Propeller II: Emulation of the P2 on FPGA boards (Prop123-A7/A9, DE0-NANO, DE2-115, etc)

Cluso99 · 2012-12-06 11:55

Nice job Chip - Task switching looks amazingly simple to implement. For sure there are some traps for the unwary.

cgracey · 2012-12-06 11:57

Did anyone read the new doc section on multitasking yet? Did it make complete sense?

Cluso99 · 2012-12-06 11:58

Sapieha: Your P2 board looks nice. I see you have gone for a bank of V,G,0-7 sockets allowing the use of many P1 modules from Bill and others.

Cluso99 · 2012-12-06 12:00

cgracey wrote: »

Did anyone read the new doc section on multitasking yet? Did it make complete sense?

Yes. Our posts crossed.

The P2 is certainly going to keep Koroneko busy

David Betz · 2012-12-06 12:00

cgracey wrote: »

There was no @ before 'reserves'.

Ah, that must be my problem! Thanks for the explanation!

Sapieha · 2012-12-06 12:01

Hi Cluso

V,G,0-7,5V

And Yes it is for support all standard 10 + Bill's 11 pins modules

Cluso99 wrote: »

Sapieha: Your P2 board looks nice. I see you have gone for a bank of V,G,0-7 sockets allowing the use of many P1 modules from Bill and others.

David Betz · 2012-12-06 12:07

cgracey wrote: »

Did anyone read the new doc section on multitasking yet? Did it make complete sense?

It made sense to me. I think you had posted a shorter description of tasking earlier as well. Even that was pretty clear!

mindrobots · 2012-12-06 12:51

cgracey wrote: »

Did anyone read the new doc section on multitasking yet? Did it make complete sense?

Chip,

It made sense to me, which may or may not cause concern!

I like how you can play with the task register to control the amount of execution each task can get.

Now we'll see if I understand.

At least two ways to start multi-tasking:

1) Your code after COGINIT would start with instructions for task0 starting at $000, it would run through some code doing initialization/housekeeping until it was ready to start task1. When ready to start task1, it would execute a JMPTASK with the mask set for task1 and D set for the first instruction of task1's code and then use SETTASK to give some portion of the execution slots to task1. Any combination of this up to 3 additional tasks.

2) As in your 4 task example so task 0 ends up just doing the JMP then the SETTASK and then going about its business.

Wicked cool!!

I also like that the stack area is non-voaltile across COGINTs. That seems ripe for adventure and exploitation (in a good sense)!

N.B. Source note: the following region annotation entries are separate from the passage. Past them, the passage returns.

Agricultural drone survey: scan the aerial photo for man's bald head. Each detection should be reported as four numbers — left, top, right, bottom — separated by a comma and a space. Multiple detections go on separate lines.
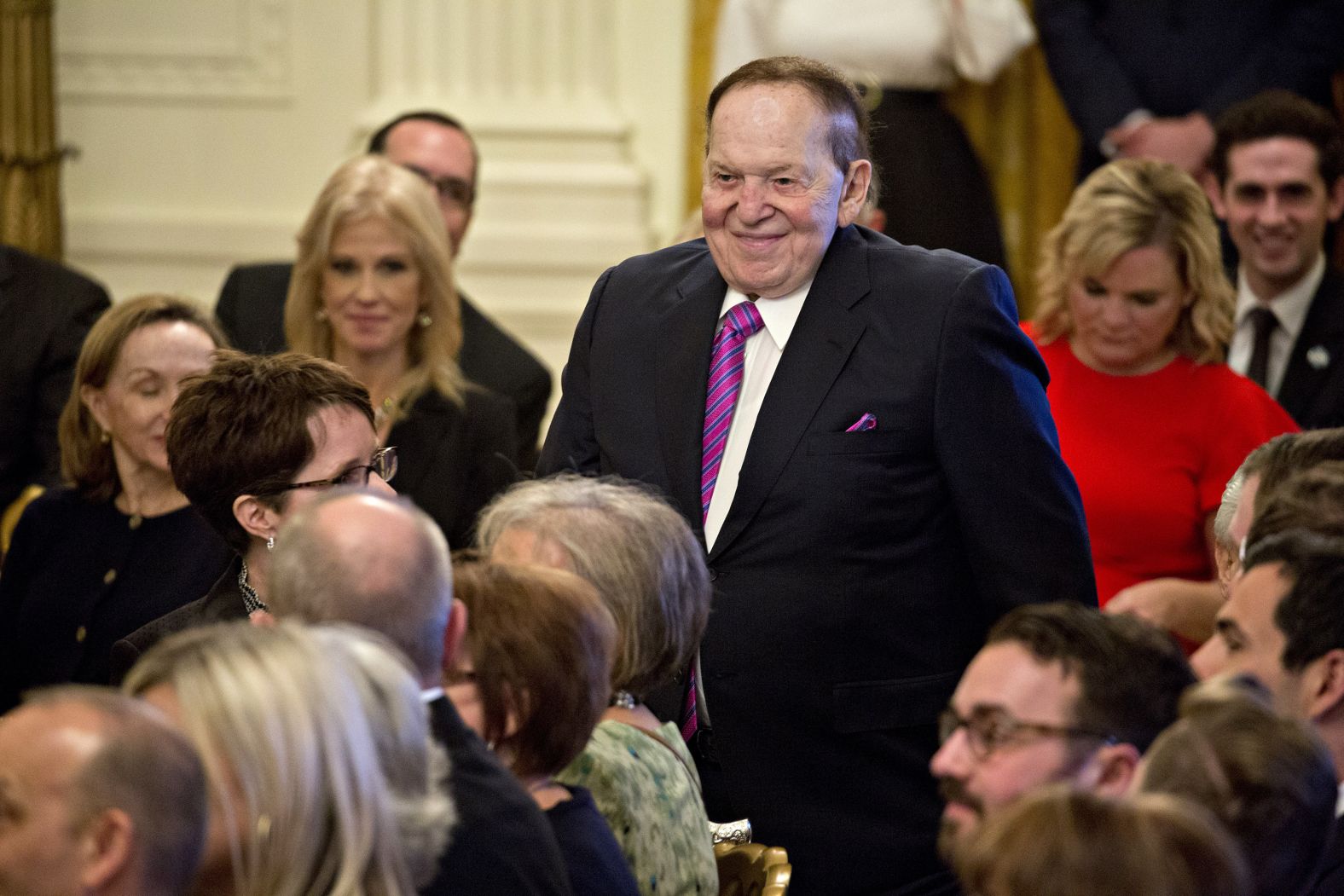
268, 490, 453, 682
0, 688, 206, 896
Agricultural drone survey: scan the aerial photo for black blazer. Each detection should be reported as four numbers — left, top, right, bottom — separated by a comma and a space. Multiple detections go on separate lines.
112, 556, 247, 685
215, 262, 551, 470
420, 697, 578, 896
0, 246, 110, 511
1277, 268, 1344, 430
1035, 0, 1344, 175
387, 388, 518, 548
537, 227, 1095, 896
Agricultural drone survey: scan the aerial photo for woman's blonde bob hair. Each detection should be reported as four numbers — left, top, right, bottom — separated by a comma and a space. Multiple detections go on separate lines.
285, 156, 465, 420
56, 293, 227, 501
124, 621, 453, 896
1032, 159, 1235, 364
954, 784, 1251, 896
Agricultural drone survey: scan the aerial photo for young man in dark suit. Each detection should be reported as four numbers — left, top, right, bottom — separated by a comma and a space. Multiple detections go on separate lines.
217, 112, 551, 470
1206, 90, 1344, 429
539, 58, 1095, 896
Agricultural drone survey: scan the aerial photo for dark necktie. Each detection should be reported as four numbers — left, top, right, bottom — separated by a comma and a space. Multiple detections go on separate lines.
1246, 308, 1278, 390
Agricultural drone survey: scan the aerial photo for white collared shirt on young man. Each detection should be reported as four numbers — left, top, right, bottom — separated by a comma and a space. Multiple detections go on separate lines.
1227, 252, 1325, 395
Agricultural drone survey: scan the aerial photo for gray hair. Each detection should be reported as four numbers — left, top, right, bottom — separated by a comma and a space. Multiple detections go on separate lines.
23, 685, 207, 896
268, 489, 453, 679
477, 474, 711, 695
125, 621, 452, 896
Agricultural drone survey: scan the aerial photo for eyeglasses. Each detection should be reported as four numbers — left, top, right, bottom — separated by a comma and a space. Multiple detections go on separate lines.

Bill Henning · 2012-12-06 12:59

Made sense to me.

cgracey wrote: »

Did anyone read the new doc section on multitasking yet? Did it make complete sense?

Electrodude · 2012-12-06 13:36

The non-volatility of the stack makes LMM really easy:

load variables from stack into cogram
run part of code
save variables into stack
coginit this cog with next chunk
repeat

Tubular · 2012-12-06 14:32

cgracey wrote: »

Did anyone read the new doc section on multitasking yet? Did it make complete sense?

Yep! Looks clear enough despite the caveats. I am thinking of re-writing my SVGA generator in task form, perhaps a VGA version (dot clock 25MHz), just as an exercise - ie
task00 - supervisor, vsync & idle thread
task01 - output active VGA
task02 - fetch / modulate VGA contents
task03 - porch/hsync/porch

The advantage I see is you don't have to cycle count to get the timing spot on (can base it all of system CNT for instance).

As I said just an exercise, we will of course be using the video generator down the track.

cgracey · 2012-12-06 16:14

Okay!

Thanks for the feedback, Guys.

Sounds like you've got an accurate handle on the multitasking.

cgracey · 2012-12-06 16:18

Electrodude wrote: »
The non-volatility of the stack makes LMM really easy:
load variables from stack into cogram
run part of code
save variables into stack
coginit this cog with next chunk
repeat

When a cog loads, it is actually executing RDLONGC's. So, you could do the same in software and load at the same rate, without having to commit the whole cog memory and having the I/O's cancelled each time.

Peter Jakacki · 2012-12-06 17:25

Since I've been waylaid and just getting back into the P2 seat now I have copied the latest (I hope) documentation from Chip's post and put this into a Google document. I find having to go back to the post and scroll select the text and mucking about is a nuisance for a number of reasons and one of them is that all the formatting of the document done previously is lost. Why can't we just have the Google document updated so we keep the formatting, we can introduce bookmarks and table of contents so that this is a live document.
Link to the editable version of the document
Link to the webpage version of the document which is automatically updated when the master has been changed.

Seairth · 2012-12-06 18:00

cgracey wrote: »

Sounds like you've got an accurate handle on the multitasking.

*sigh* I fee like I'm beating this to death, but could you add a bit more about how SETTASK affects the pipeline? In an earlier comment, you said:

cgracey wrote: »

It just writes a new value into the TASK register which immediately affects which task is going to execute next.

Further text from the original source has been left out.